Posted on July 9, 2015 by Glenn Gow
moneyball for marketing, marketing objectives, churn rate

 

The best marketers are those who can quickly build a three-dimensional picture of markets and buyers. They’re proactive marketers who can quickly zero in on who, where, when, why, how and under what circumstances customers buy – the buying context – and act on it.

We often call that intuition, instinct, or “gut feel,” and it holds a mystical place in the minds of marketers. It seems like the opposite of hard data, because intuition doesn’t appear to come at the end of a linear analytical process.

Neuroscientists suggest that “intuition” is really the result of unconscious, parallel processing of vast amounts of information constantly washing over us, information we’re not paying direct attention to. “Gut feel” fits together the contextual information we don’t yet know we know into that “flash” of insight or inspiration.

Predictive marketing analytics uses the arsenal of big data to garner insight from the vast ocean of undifferentiated digital data, building that contextual picture of who’s likely to buy, as well as who’s never going to buy, to optimize marketing objectives. It may not have the mystique of “gut feel,” but predictive marketing intelligence trumps intuition when it comes to boosting the bottom line.

Building the foundation for predictive analytics isn’t a cakewalk. But it’s not an uncharted journey either:

  • Unlock the information you already have siloed in disparate systems. You’d be surprised what you already know about your buyers if it was in one, unified presentation.
  • Every interaction provides a rich source of information about buyer behavior. Use it to make your contextual picture of buyer behavior fuller.
  • Invest in IT architecture purpose-built for real-time processing and decision-making: distributed storage and processing, scalable analytical tools, and visual dashboards.
  • Plan campaigns for “dripping” instead of “blasting,” to respond in real-time to new insights and opportunities.
moneymall for marketing, marketing objectives, churn rate

Paychex Sees Bigger Payday with Predictive Marketing
One company that has shown how much impact insight-driven, proactive marketing can have is Rochester, NY-based Paychex; the leading payroll, HR, and retirement benefits outsourcing service for small businesses. Whether it’s acquiring new clients, retaining existing ones, or cross-selling additional products, Paychex leaves nothing to chance.

Paychex has an enviable 44-year history of steady success. In the 1970s it targeted an un-served market for payroll outsourcing, the 90-plus percent of U.S. companies with fewer than 100 employees. Throughout the 1990s, Paychex grew on average 20 percent annually. In 1997 the company marked its fifth consecutive year of 30 percent growth; 2001 was the 11th consecutive year of record revenues and profit.

Then 2008’s recession slammed into Paychex’s market with hurricane force.

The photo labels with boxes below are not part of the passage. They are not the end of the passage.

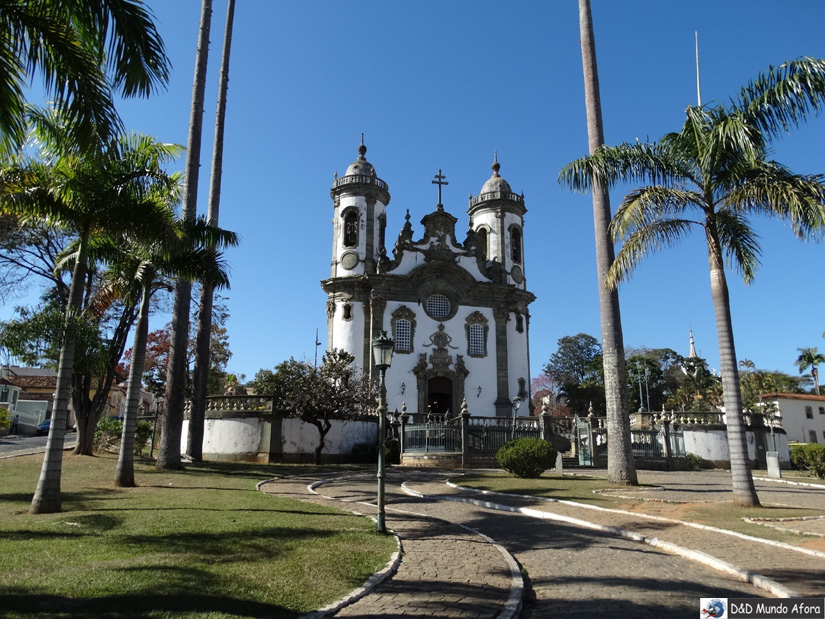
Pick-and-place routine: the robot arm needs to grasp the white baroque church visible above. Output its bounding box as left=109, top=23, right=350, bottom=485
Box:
left=321, top=140, right=535, bottom=416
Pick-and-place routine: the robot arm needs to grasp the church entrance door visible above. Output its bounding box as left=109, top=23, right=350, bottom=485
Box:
left=427, top=376, right=456, bottom=417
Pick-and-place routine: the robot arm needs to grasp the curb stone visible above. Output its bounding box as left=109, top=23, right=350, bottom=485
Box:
left=416, top=481, right=800, bottom=598
left=255, top=475, right=404, bottom=619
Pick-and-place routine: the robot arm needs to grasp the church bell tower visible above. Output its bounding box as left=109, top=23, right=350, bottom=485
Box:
left=467, top=154, right=527, bottom=290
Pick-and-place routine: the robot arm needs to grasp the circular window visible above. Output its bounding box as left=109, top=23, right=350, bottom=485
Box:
left=427, top=294, right=452, bottom=320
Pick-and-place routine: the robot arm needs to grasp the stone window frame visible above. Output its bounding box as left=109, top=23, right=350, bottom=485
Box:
left=476, top=224, right=490, bottom=262
left=510, top=224, right=524, bottom=264
left=341, top=206, right=361, bottom=248
left=464, top=311, right=490, bottom=359
left=390, top=305, right=416, bottom=355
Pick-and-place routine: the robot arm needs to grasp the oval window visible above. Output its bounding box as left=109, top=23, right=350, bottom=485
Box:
left=427, top=294, right=452, bottom=320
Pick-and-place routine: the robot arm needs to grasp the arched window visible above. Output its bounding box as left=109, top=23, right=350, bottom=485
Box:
left=344, top=211, right=358, bottom=247
left=476, top=228, right=489, bottom=262
left=510, top=228, right=521, bottom=264
left=395, top=319, right=412, bottom=351
left=470, top=325, right=484, bottom=357
left=465, top=312, right=489, bottom=357
left=390, top=305, right=415, bottom=354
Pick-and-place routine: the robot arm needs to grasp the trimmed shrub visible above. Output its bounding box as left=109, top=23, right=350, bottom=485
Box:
left=496, top=437, right=556, bottom=477
left=135, top=421, right=152, bottom=456
left=791, top=443, right=825, bottom=479
left=93, top=416, right=123, bottom=451
left=685, top=452, right=705, bottom=471
left=349, top=443, right=378, bottom=464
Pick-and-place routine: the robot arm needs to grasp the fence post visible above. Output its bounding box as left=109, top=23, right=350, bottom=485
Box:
left=460, top=398, right=470, bottom=469
left=662, top=417, right=673, bottom=471
left=539, top=407, right=553, bottom=443
left=398, top=402, right=407, bottom=462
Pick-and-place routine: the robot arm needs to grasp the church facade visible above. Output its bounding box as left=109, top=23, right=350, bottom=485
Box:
left=321, top=143, right=535, bottom=417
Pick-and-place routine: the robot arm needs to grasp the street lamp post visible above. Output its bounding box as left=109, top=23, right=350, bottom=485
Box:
left=372, top=331, right=395, bottom=534
left=150, top=395, right=163, bottom=458
left=513, top=395, right=521, bottom=440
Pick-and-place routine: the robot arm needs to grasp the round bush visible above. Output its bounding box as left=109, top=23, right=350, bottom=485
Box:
left=496, top=437, right=556, bottom=477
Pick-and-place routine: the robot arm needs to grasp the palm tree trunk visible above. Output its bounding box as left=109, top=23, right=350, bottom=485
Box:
left=707, top=231, right=759, bottom=507
left=29, top=232, right=89, bottom=514
left=157, top=0, right=212, bottom=469
left=115, top=280, right=152, bottom=488
left=579, top=0, right=638, bottom=485
left=186, top=0, right=235, bottom=462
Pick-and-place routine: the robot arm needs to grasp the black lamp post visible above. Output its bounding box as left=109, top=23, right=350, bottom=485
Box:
left=512, top=395, right=521, bottom=440
left=149, top=395, right=163, bottom=458
left=372, top=331, right=395, bottom=533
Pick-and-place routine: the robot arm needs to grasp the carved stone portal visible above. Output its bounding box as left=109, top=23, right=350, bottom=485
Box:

The number of businesses with 20 to 49 employees – Paychex’s sweet spot – fell 13.5 percent. Although Paychex remained solidly profitable, business was flat in 2009 and declined slightly in 2010.

“We had to become more focused on marketing, and specifically marketing that drove results,” said Paychex Marketing VP, Andrew Childs. “We’ve always relied heavily on referrals from banks, CPAs, and our existing clients. But in the last recession, it became obvious that we needed to be more aggressive about generating leads.”

At the same time, buying patterns were changing as social media multiplied the ways customers and prospects interacted with suppliers. Marketing was no longer about picking the most efficient, cost-effective medium to reach a target audience. Now it was about many touch points, many audiences and tailored offers and messages for each one.

Childs explains how much this changed marketing:

“We need to do a lot of the educating that used to be done by our direct sales force. Marketing is not just creating awareness and positive impressions. We have to take the prospect farther into their buying process.”

Building a Big Data Foundation with the Resources Already in Place
Paychex began its big data evolution by building context around clicks.

By 2011 Paychex’s cost per acquisition (CPA) was rising. At the same time, pinpointing where leads came from had become impossible. Inbound telemarketers dutifully asked callers how they found Paychex, but responses were vague. Many marketers end up relying on last-point attribution, says Childs.

“But all that usually tells you is that everything ends up on the Web.” Paychex thought online forms were driving most leads, but there was no hard data to prove that. To show return on marketing investment, Childs needed to know more. Paychex needed to see the context around that phone call.

Mongoose Metrics call tracking and attribution analytics supplied that context by assigning a unique ID to each event (click) and creating a unique phone number on the page. Simply by knowing what number callers used, Paychex knew which Pay Per Click (PPC) campaign, the keywords, ad group, and ad creative that brought each prospect to Paychex.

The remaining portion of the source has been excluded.